The Gorakhpur district administration knew Yogi Adityanath, the firebrand BJP MP from Gorakhpur, had a support base. It did not, however, know that it will turn out to be this big, causing communal trouble in small towns and villages in the seven districts of Gorakhpur and Basti divisions. AndYogi seemed to have meticulously worked in this direction over the years.
Adityanath, who was nicknamed ‘chote mahanth’ after head of Gorakhnath Temple Trust Mahanth Avaidyanth declared him his successor, took the plunge into politics in 1998, contesting the Lok Sabha election successfully on a BJP ticket.
By 1999 Lok Sabha election, the distance between Yogi and BJP leadership started growing and he decided to create his own force of ardent followers. He targeted the unemployed youths, bringing them together under the banner of Hindu Yuva Vahini.
The HYV members turned into a strong cadre championing the hardline Hindutva agenda of Yogi. Slowly many branches of the HYV were set up in all the seven districts of Gorakhpur and Basti divisions. The creation of such a loyal organization paid dividend and Yogi won the 2004 Lok Sabha election with a thumping margin of 1.50 lakh votes even when the BJP was handed its worst debacle since the Ram Janmbhoomi movement.
The branches of HYV has been set up in majority of the villages in Gorakhpur and neighbouring districts. Be it the villages located on busy national highways passing through the district or remote village located in Sohagibarwa forest, the members of HYV are everywhere. Go to any village, a signboard put up by the members of HYV will always be there.

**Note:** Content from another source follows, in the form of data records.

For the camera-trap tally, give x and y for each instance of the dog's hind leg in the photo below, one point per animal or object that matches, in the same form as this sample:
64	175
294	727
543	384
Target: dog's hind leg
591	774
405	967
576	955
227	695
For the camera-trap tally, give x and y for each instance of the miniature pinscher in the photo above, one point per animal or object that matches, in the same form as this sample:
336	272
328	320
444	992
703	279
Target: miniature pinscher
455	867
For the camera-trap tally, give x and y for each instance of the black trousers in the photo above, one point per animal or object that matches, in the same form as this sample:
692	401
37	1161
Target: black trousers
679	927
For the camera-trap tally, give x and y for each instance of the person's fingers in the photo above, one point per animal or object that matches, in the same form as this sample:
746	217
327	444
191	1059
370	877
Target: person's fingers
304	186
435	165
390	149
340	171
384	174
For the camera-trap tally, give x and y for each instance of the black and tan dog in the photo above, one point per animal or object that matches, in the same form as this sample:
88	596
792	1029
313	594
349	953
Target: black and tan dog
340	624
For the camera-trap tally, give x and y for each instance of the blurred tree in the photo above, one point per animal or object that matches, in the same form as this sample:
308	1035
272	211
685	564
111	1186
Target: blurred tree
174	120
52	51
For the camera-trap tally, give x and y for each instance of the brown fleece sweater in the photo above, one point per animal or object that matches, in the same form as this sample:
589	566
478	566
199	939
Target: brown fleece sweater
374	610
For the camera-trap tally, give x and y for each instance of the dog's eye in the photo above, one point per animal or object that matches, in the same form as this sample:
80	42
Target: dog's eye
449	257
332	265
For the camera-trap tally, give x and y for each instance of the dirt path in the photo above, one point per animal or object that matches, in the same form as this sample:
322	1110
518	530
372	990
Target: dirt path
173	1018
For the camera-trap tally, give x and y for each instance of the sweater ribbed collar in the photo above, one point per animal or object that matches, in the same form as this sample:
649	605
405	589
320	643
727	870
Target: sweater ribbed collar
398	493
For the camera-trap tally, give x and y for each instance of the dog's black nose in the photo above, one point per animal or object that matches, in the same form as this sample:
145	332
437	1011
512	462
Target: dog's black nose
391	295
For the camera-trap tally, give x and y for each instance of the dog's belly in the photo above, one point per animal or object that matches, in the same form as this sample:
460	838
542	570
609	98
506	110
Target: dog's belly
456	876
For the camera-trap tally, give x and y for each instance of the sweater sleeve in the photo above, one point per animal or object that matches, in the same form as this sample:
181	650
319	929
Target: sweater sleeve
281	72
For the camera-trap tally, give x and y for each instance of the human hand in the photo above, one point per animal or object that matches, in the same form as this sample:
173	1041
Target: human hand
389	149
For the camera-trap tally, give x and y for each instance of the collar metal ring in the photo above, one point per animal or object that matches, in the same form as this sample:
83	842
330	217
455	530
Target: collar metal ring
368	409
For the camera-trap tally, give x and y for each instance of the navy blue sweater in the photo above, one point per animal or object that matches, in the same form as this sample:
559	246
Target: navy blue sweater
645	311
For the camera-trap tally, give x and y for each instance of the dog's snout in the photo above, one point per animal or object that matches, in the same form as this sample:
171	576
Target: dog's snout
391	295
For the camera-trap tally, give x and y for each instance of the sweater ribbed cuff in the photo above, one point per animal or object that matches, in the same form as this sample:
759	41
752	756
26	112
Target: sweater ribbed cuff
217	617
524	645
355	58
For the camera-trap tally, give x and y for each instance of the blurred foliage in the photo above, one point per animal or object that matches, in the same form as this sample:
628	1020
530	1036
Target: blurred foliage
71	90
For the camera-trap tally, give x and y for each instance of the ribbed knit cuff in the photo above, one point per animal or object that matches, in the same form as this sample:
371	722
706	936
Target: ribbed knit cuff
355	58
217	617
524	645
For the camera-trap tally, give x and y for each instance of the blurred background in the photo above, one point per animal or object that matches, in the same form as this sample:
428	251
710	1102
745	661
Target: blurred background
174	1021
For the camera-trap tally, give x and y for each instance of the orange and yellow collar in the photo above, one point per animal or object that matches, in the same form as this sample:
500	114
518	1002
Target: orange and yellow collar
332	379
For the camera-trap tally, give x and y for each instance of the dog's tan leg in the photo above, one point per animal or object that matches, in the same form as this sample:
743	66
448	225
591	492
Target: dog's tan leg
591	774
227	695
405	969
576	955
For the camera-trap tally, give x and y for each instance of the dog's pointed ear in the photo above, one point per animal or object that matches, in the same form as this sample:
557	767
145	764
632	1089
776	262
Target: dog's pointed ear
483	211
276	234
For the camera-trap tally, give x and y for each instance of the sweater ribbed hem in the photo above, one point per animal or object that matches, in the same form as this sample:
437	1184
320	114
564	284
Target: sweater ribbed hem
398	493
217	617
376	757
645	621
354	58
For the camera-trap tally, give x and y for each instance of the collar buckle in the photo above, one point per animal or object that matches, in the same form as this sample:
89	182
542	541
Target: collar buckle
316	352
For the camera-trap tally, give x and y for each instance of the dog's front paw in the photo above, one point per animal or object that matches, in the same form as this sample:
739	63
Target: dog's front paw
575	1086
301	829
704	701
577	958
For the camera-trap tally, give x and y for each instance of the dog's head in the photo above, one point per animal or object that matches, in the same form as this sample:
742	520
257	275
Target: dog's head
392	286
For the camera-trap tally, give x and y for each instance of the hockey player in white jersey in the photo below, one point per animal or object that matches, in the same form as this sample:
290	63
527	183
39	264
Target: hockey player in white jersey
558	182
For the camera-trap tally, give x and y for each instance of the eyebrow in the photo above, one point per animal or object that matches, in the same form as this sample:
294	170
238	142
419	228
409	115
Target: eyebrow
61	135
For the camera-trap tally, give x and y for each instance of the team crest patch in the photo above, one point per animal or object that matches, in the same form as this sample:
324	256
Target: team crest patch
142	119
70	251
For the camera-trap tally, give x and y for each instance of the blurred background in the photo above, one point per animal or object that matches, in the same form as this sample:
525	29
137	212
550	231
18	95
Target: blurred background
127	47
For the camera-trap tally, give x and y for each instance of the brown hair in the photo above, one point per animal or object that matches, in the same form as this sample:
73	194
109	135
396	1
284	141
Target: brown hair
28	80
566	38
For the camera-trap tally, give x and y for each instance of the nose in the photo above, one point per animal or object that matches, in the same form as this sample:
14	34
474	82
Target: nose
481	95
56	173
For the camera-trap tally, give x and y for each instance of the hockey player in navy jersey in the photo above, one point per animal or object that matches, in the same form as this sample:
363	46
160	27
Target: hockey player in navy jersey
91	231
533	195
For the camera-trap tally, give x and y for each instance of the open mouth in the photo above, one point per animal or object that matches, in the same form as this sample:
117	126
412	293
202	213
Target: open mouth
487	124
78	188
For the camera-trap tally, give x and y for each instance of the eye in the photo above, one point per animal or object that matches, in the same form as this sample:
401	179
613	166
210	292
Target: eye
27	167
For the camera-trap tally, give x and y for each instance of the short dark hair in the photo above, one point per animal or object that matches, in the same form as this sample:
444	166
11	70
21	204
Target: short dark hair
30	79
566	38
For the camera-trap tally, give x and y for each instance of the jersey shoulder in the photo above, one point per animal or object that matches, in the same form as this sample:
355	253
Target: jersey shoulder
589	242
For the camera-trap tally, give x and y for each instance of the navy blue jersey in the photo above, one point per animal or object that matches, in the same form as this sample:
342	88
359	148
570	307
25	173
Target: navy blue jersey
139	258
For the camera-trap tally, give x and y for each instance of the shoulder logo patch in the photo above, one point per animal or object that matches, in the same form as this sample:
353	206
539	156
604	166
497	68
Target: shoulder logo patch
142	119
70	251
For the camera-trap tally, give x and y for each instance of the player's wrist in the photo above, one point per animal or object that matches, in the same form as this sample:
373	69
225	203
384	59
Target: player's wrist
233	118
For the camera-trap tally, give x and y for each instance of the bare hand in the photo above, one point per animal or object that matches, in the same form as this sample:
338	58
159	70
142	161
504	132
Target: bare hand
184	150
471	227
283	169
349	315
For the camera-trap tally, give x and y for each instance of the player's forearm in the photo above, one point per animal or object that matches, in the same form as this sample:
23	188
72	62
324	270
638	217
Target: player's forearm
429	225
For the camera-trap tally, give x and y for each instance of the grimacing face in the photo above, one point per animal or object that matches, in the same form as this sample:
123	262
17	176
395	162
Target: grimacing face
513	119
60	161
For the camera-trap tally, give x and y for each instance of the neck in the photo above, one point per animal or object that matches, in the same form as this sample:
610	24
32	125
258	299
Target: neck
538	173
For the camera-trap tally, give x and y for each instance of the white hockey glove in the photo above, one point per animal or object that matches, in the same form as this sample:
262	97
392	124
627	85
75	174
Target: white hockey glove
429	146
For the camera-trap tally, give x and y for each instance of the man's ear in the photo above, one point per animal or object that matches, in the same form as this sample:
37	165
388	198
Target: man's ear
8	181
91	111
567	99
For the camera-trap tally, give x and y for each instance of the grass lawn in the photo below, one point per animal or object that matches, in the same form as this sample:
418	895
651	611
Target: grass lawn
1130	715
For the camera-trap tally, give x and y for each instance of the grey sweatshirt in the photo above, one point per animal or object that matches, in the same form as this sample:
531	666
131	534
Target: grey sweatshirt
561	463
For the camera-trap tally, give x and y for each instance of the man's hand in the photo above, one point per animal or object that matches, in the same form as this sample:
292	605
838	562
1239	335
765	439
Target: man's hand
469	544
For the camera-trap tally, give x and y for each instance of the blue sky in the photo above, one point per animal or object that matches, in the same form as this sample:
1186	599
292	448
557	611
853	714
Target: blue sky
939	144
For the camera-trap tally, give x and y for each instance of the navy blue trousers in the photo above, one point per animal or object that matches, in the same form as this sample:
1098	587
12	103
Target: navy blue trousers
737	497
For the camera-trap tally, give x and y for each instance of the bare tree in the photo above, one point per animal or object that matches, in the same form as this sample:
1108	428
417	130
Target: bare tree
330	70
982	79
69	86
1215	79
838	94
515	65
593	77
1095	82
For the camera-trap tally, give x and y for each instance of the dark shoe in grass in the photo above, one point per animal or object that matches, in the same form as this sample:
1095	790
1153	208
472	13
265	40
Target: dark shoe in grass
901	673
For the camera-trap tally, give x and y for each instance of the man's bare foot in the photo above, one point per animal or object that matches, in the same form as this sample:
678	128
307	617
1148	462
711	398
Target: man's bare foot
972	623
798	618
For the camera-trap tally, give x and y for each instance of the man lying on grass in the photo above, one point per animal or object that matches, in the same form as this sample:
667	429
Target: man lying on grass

The HYV, which is allegedly involved in many current violent incidents in the two divisions, has evolved into a militant body over the years, taking law in its hand on a number of occasions. “The members of HYV have adopted guerilla tactics. After carrying out arson and attack, they disappear from the spot before the arrival of the police force. It has become difficult to tame the HYV members, ” said a police officer.
The support of the traders, lawyers, teachers and student organizations had added to the strength of the HYV, quite capable of calling the shots together. The issue today is Yogi’s detention in jail on charges of disturbing peace and violating prohibitory orders. At the receiving end, like in most such cases, is the common man—facing the wrath of the HYV at home, on roads and in trains.